Grande Encyclopédie Larousse 1971-1976Éd. 1971-1976
I

Irlande (suite)

L’étude de la sculpture porte seulement sur des monuments isolés, stèles ou croix. La grande croix (high cross) irlandaise ne semble pas avoir eu un caractère funéraire. Les églises des communautés monastiques étaient trop exiguës pour contenir les grands rassemblements de fidèles ; le prédicateur, réunissant les pèlerins autour de ces croix, en commentait les scènes sculptées (croix d’Ahenny, v. 750 ; croix de Clonmacnoise, v. 790). Les croix sont en règle générale conformes au modèle type. Une base rectangulaire supporte une pyramide tronquée ; puis un fût à quatre pans s’élève, portant la croix entourée de l’anneau, symbole cosmique ; un petit tabernacle surmonte le tout. La surface de la croix est habituellement divisée en registres, ornés, en faible relief, d’un décor géométrique ou de sujets à personnages (croix de Muiredach à Monasterboice). Ceux-ci sont adroitement adaptés aux surfaces des différents registres, et les mouvements de chaque groupe de figures sont d’une diversité surprenante.

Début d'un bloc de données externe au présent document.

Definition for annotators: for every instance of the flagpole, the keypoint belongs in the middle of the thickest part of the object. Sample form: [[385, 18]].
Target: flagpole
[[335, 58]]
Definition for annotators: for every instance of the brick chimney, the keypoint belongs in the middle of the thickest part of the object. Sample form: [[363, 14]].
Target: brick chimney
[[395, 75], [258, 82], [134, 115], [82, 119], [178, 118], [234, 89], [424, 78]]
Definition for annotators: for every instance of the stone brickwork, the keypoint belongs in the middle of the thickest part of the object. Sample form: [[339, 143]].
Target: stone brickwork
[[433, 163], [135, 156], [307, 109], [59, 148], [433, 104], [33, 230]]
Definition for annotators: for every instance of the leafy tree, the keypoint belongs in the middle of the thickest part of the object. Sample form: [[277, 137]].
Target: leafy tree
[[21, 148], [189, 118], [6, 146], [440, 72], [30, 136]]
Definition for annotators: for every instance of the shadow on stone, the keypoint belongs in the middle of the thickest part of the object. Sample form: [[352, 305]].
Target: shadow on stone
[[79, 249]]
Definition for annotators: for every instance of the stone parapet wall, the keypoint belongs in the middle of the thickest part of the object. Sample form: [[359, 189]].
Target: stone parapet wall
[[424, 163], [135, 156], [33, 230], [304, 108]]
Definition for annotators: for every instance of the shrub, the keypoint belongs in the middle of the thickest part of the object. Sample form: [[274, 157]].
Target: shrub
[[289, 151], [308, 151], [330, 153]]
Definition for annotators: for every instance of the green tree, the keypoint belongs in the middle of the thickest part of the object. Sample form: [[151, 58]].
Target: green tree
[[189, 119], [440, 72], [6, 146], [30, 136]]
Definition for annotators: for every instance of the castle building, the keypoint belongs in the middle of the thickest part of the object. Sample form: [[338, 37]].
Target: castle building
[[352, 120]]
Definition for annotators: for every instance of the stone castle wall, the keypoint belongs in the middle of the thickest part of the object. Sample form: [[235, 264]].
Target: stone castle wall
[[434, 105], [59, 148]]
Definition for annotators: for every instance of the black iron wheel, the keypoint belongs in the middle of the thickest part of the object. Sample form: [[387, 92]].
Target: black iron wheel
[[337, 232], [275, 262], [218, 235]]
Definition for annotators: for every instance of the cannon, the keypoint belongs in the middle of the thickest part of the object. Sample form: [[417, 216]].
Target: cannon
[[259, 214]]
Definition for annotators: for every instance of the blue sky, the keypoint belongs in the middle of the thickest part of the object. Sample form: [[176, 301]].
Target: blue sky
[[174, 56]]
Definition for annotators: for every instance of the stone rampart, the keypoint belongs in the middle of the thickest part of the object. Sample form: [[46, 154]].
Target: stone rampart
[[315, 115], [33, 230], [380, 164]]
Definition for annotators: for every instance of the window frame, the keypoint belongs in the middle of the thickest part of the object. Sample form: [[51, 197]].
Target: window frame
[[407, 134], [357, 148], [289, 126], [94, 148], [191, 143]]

Il semble que pendant plus d’un siècle, à partir de 915, on n’ait plus élevé de ces grandes croix, si caractéristiques de l’art irlandais. Elles reparaissent au xiie s., mais prennent un aspect différent. Le haut de la croix est plus petit. Le motif de l’anneau-roue évolue et l’on trouve des figures d’assez grande taille, en relief, parfois même en ronde bosse (Dysert O’Dea). L’iconographie multiplie les représentations bibliques et hagiographiques. Le répertoire s’élargit sous l’influence des enluminures.

L’orfèvrerie, technique préférée de l’Irlande ancienne, doit son éclat à des ateliers locaux fort actifs. Dès le viiie s., elle devient un art brillant, raffiné et étrange à la fois. Assimilant vite les apports extérieurs, les artistes composent des décors originaux et extraordinairement élégants. La taille d’épargne est d’un emploi constant. Le filigrane, dont les soudures sont invisibles, atteint une invraisemblable finesse. Toute la surface des châsses, calices, crosses, reliures est ornée des mêmes spirales et entrelacs. Cabochons et émaux sertis leur donnent un aspect somptueux. Des objets nous sont parvenus presque intacts : la broche de Tara (British Museum, Londres) et le ciboire d’Ardagh (National Museum, Dublin), datés du viiie s.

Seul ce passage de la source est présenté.